FDI is not permitted in
certain sector such as real estate, lottery, gambling, atomic energy, etc.
5.
A foreign investor can
either incorporate a private limited company or a public limited
company. Regardless of whether an organization is public or private, only the
registrar of companies (ROC) has jurisdiction. Each state in India has its own
ROC.
As per TechSci Research, “India
Gold Loan Market By Type of Lenders (Formal v/s Informal), By Mode
of Disbursal (Cash, Cheque, Electronic Transfer), By Interest Rate (Up to 10%,
11%-20%, 21%-30%, 31%-40%, Above 40%), By Regulatory Body (RBI v/s Ministry of
Corporate Affair), By Market Type (Organized v/s Unorganized), By Application
(Investment v/s Collecting), By End Users (Salaried Middle Class, Housewives,
Traders, Micro-Enterprises, Self-Employed, Others), By Region, Forecast &
Opportunities, 2025”, India gold loan market is expected to witness significant
CAGR until 2025 on account of expansion of network by gold loan provider
companies. Offering of gold loan services through online channels and digital
platforms is expected to surge the demand for gold loan in India. Based on type
of lenders, the market can be split into formal and informal.
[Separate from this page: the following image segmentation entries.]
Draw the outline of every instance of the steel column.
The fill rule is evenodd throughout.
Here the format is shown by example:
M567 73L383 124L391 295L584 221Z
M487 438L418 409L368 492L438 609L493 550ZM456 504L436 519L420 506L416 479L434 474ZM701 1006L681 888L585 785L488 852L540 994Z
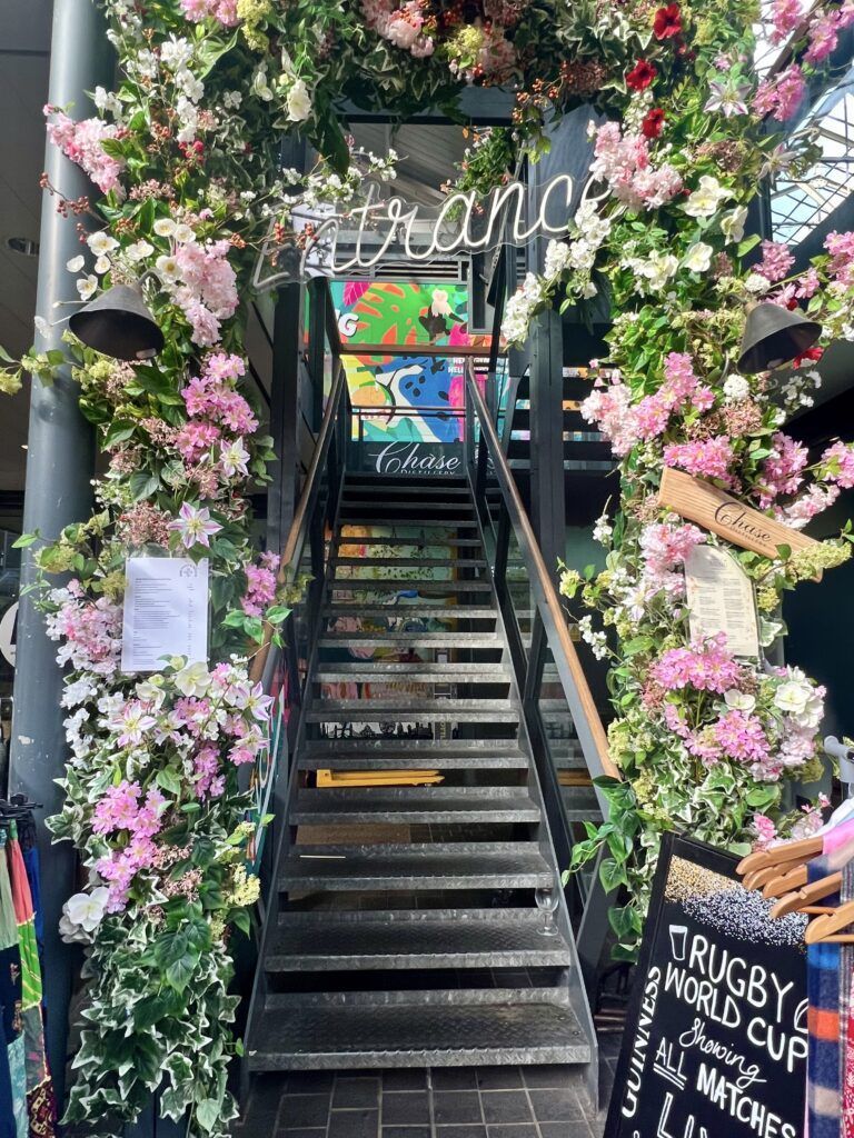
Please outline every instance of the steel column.
M92 114L87 91L110 85L112 49L92 0L55 0L48 101L73 104L75 118ZM85 175L58 148L48 145L44 168L54 185L69 198L91 193ZM40 233L36 312L48 325L67 315L56 307L74 298L74 281L66 262L80 253L73 217L64 218L44 191ZM64 323L38 335L38 351L61 348ZM39 530L48 541L91 512L90 479L95 468L95 438L77 406L79 388L68 368L52 386L33 379L30 396L30 434L24 497L24 530ZM33 552L24 551L22 586L35 576ZM65 770L66 745L60 707L63 675L56 663L56 644L44 635L44 621L32 594L23 596L18 615L15 710L11 729L9 792L26 794L43 807L39 818L56 814L63 792L55 783ZM64 1100L68 1000L73 954L57 931L61 907L74 892L76 857L69 843L51 846L39 835L42 858L44 948L50 967L44 974L47 1047L57 1099Z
The formal
segment is expected to witness growth such as quick loan approval, minimal
documentation, greater penetration & accessibility, flexibility of amount,
high loan to value ratios, among others are significant factors accelerating
the market growth.
As per TechSci
Research, “India
Wealth Management Market By Advisory Mode (Human Advisory, Robo
Advisory & Hybrid), By Business Function (Financial Advice Management,
Portfolio, Accounting & Trading Management & Others), By Deployment
Mode (On-premises & Cloud), By Enterprise Size (Large Enterprises Vs Small
& Medium Enterprises), By End-User Industry (Investment Management Firms,
Trading and Exchange Firms & Others), Competition, Forecast &
Opportunities, 2025”, India wealth management market is projected to grow
with around 11% CAGR until 2025 due to rise in adoption of innovative tools for
investment purpose. Surge in disposable income and rise in internet penetration
is expected to fuel the market growth. Based on advisory mode, the wealth
management market is categorized into human advisory, robo advisory and hybrid.
Among them, robo advisory mode is projected to witness high traction in the
upcoming years as this mode is efficient, cost-effective, and safe to use.